= Vincent La Selva =

American conductor

Vincent La Selva (September 17, 1929 – October 9, 2017 in Cleveland, Ohio) was an American conductor. Born in Cleveland, Ohio, he began performing at the age of 8 and by the age of 12 he was conducting student performances. He received his bachelor's degree from the Juilliard School, where he served on the faculty beginning in 1969. After his graduation from Juilliard, he served in the United States Army where he conducted the First Army band at Fort Jay on Governor's Island.

His idea of presenting free productions began in 1954 when he founded the Xavier Symphony Society, made up of volunteer performers. Gian-Carlo Menotti was so taken by La Selva's performance of The Saint of Bleecker Street, that Menotti had La Selva perform the piece at New York's City Opera. This led to his being hired to conduct the City Opera's orchestra full-time.

==Founding of the New York Grand Opera Company==
La Selva founded the New York Grand Opera Company in 1973. Beginning in 1974, he performed complete operas at no charge to the public in New York City's Central Park. One of the most ambitious projects of the NYGO was the chronological presentation, from 1994 onwards, of all of Verdi's operas, beginning with Oberto (1839) and ending with Falstaff in 2000 and with the finale of the series being the Requiem Mass performed on the 100th anniversary of Verdi's death, 27 January 2001, at Carnegie Hall. In November 2006, NYGO performed Beethoven's symphony no.9 at the Isaac Stern Auditorium at Carnegie Hall with soprano Maria Knapik, mezzo-soprano Jeeminn Lee, tenor Edward Perretti and baritone Fredrick Redd.

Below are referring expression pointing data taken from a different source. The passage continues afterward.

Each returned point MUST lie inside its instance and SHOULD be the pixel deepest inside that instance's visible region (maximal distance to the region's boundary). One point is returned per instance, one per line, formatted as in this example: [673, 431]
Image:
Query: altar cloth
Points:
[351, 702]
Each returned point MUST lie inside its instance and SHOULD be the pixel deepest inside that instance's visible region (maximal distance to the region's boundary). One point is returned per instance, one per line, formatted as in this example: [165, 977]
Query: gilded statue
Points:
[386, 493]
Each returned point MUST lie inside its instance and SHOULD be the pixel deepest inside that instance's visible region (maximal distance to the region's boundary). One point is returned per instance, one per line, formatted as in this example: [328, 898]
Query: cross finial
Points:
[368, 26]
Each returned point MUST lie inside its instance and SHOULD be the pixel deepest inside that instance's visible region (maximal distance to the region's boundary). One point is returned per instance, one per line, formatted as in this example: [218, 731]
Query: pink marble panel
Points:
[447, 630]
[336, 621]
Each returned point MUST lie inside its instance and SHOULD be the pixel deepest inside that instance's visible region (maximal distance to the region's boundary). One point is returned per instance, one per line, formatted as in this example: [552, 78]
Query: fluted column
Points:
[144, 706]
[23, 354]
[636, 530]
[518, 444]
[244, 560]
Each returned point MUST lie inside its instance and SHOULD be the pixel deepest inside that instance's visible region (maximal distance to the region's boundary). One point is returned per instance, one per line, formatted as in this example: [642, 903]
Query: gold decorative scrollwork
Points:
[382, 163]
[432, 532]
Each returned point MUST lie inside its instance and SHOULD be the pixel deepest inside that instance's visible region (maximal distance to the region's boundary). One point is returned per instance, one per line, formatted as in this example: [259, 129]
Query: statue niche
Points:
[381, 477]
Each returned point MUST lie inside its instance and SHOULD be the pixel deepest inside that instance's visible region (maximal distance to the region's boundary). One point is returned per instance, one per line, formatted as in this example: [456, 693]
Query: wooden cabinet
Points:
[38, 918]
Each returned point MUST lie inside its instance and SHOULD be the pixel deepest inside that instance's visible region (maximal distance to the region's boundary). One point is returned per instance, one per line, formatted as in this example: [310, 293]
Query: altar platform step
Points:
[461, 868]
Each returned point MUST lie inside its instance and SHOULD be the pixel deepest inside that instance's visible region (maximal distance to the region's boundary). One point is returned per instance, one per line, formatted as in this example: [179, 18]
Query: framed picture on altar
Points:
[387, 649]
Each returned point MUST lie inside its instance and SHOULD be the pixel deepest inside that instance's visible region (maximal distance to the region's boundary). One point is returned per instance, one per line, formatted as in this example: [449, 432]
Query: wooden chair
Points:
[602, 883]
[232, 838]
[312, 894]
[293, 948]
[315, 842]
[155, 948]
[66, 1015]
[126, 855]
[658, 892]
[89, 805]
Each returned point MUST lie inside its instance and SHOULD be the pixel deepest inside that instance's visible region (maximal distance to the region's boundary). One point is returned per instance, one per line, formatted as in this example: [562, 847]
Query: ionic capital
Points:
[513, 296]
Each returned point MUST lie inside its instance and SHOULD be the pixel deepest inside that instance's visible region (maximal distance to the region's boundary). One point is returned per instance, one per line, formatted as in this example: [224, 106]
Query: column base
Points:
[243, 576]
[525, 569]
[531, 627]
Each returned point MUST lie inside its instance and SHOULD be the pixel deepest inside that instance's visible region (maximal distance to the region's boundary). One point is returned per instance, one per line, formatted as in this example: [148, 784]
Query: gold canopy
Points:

==Other conducting venues==
La Selva conducted the New Jersey Symphony, the Symphony of the Air, the Juilliard Symphony, the Brno State Philharmonic and the Bern Symphony.

==Awards and honors==
In 1995 the President of Italy knighted La Selva as a "Cavaliere" in the Order of Merit of the Italian Republic for his performances of Giuseppe Verdi works.

La Selva received the Handel Medallion for his contributions to the cultural life of New York City.
He was awarded the world record for performing all of Verdi's works in chronological order and ending with the last on the 100th anniversary of Verdi's death.